For one week, British writer Anna Maxted, a mother of three boys, exchanged her time at her writing desk for the chores-are-never-done domestic life as a '50s housewife.
Goodbye, Liz Lemon. Hello, Betty Draper and June Cleaver.
In a piece written for the Daily Mail, Maxted write sthat she was inspired by Virginia Nicholson’s book, Perfect Wives in Ideal Homes: The Story of Women in the Fifties.
“From today’s vantage point, the Fifties often seem bathed in a rosy nostalgic glow. It was, after all, an era of stay-at-home mums and strong family values,” she explains.
“Sometimes, in these confused, emancipated times, with the constant blurring of gender roles and domestic squabbles, it’s tempting to hark back to an era that seemed so straight forward.”
Maxted started rising earlier, packing her sons’ lunches, ironing their clothes, making her husband’s breakfast — her poor oatmeal-making skills didn’t win her any points in that area — and launching into a rigorous cleaning schedule: beating the carpets, washing the curtains, “turning out” the rooms, and scrubbing the floors.
She then did the laundry — by hand. (And opted to ignore washing the sheets until the experiment was over. Wise woman.)
And while her homemade jam earned rave reviews with her sons — she admits that the gratefulness expressed by her kids for her doting and domestic efforts “feels strangely powerful” — she writes that “once the euphoria of domestic success wears off, I become brittle with irritability and loneliness.”
Her turn as a housewife doesn’t do much for her marriage, either.
“It’s been depressing, this week, to realize that it’s not my place to chip in with an opinion, and to feel like his servant, rather than his soul mate. The novelty of subservience was briefly amusing, but it wore off fast,” she concludes at the end of the week-long experiment.
“And the truth is, Phil hasn’t enjoyed it either. He says he has felt helpless and useless; a spare part in his own home. He loves looking after his family, cooking us meals. He doesn’t want to be aloof. Playing these roles, far from bringing us together, him-Tarzan, me-Jane style, has made us both feel alone and detached.”
“So it was with glee that I rejoined my 2015. I actually cannot wait for our first argument over the dishwasher.”
Not every woman who has tried this experience has come to the same conclusion.
Last summer, British housewife Mandy Jones, 49, claimed that adopting a back-in-time lifestyle saved her marriage and that adopting traditional gender roles — which include darning your husband’s socks and having dinner ready (in a ’50s diner-style kitchen, of course) when he gets home — was a sure-fire way to keep your man happy.
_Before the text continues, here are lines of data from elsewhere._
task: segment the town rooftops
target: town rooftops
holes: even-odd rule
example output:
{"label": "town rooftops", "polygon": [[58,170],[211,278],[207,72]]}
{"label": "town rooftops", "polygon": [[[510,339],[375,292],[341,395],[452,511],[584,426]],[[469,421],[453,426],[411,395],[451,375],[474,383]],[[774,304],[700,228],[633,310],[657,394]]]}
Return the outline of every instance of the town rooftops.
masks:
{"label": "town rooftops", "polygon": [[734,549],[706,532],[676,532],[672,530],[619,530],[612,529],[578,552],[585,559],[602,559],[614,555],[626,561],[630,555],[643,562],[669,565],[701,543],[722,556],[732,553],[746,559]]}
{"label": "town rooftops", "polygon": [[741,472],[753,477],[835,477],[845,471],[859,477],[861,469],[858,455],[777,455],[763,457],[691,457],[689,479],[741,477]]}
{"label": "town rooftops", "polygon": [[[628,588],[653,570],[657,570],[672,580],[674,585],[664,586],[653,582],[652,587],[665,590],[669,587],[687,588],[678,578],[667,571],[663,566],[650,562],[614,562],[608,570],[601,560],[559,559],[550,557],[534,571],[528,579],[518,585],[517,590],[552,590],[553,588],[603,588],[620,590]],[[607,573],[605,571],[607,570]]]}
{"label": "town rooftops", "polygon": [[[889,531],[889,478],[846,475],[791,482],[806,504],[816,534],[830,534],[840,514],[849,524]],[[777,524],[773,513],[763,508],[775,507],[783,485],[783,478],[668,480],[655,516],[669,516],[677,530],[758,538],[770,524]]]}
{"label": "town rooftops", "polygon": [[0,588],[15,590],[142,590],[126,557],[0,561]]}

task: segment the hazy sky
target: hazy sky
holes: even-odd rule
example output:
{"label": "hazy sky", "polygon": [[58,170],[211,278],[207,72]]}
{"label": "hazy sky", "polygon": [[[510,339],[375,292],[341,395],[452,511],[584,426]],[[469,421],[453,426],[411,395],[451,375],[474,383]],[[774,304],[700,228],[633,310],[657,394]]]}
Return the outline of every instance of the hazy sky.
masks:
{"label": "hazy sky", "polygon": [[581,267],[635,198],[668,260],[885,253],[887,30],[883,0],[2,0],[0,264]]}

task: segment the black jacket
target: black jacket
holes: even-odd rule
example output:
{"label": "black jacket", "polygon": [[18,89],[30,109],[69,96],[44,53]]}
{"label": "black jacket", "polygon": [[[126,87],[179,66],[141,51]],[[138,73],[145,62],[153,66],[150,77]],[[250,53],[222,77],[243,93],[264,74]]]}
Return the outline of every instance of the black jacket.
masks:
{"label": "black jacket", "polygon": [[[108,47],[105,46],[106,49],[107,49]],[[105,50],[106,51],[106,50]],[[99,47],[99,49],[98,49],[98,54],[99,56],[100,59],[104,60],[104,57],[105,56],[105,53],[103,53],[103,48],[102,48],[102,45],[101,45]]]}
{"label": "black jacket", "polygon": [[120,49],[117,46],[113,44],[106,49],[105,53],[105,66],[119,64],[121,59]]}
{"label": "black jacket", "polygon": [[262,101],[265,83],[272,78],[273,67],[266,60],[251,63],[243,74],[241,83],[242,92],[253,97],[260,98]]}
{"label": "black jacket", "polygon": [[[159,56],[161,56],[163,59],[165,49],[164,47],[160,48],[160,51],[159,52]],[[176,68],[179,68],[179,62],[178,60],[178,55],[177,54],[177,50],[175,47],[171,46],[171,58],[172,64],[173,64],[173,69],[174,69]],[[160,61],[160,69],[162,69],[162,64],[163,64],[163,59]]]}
“1950s marriages definitely work better than marriages these days,” she told the Daily Mail at the time. “The divorce rate is so high at the moment and it never used to be in the past. We should all take advice from our grandparents and start living the '50s way.”
Instead of drinking together, Jones and her husband, Gary, would put on the jukebox and do a quick Lindy Hop. Or they’d drive to local vintage fairs, while decked out in their '50s finest, in their 1949 Chevrolet.
(It should be noted that the couple bonded over their love of rockabilly and vintage fashion when they first met. Not all husbands would be up for wearing wide lapels and slicking back their hair.)
“It may seem strange and we get the odd nasty comment, but this way of life works for us and has saved our marriage,” Jones said.
In 2010, Toronto blogger Jen from Jen But Never Jenn spent two weeks as a '50s housewife — her experiment was a little more moderate, as she still used the washing machine and still spent a few hours a week working — and found that the greatest benefit the experiment gave her relationship with her husband was the time they spent together away from the distraction of technology.
She vowed to continue prioritizing greeting each another when they got home from work, eating dinner at the table without distractions, and reducing TV time once the experiment concluded.
Gabrielle Moss of Bustle also tried her hand at being Betty Draper for a week, dolling up, brushing up on etiquette rules, wearing nice underwear, and cleaning the bathroom — every day.
When the week ended, she was happy to be living in 2014.
“Going through all these ’50s motions, I sometimes felt like nothing had really changed — instead of being expected to have dinner waiting for our man, we’re supposed to somehow lean in, helicopter parent, and go to Pilates nine times a week, which isn’t exactly a huge leap forward,” Moss concluded. “But at least now women get to be who they actually are. The standards of a ‘perfect woman’ are still unrelentingly brutal, and we still beat ourselves up for falling short of them, but by God, at least we have some choice in the matter now. At least we’re not born with our future of pink ruffle panties and making a man feel ‘like a king’ laid out in front of us.”
The idea of a simpler life, without today’s attractions, sounds appealing —eating dinner together as a family is important — but I also like being a wife in 2015: sock-darning is impractical and floor-polishing can wait. (And my husband is way better at making breakfast than I am.)
Could you handle a living-in-the-past experiment? What about living in the '50s appeals to you — or scares you?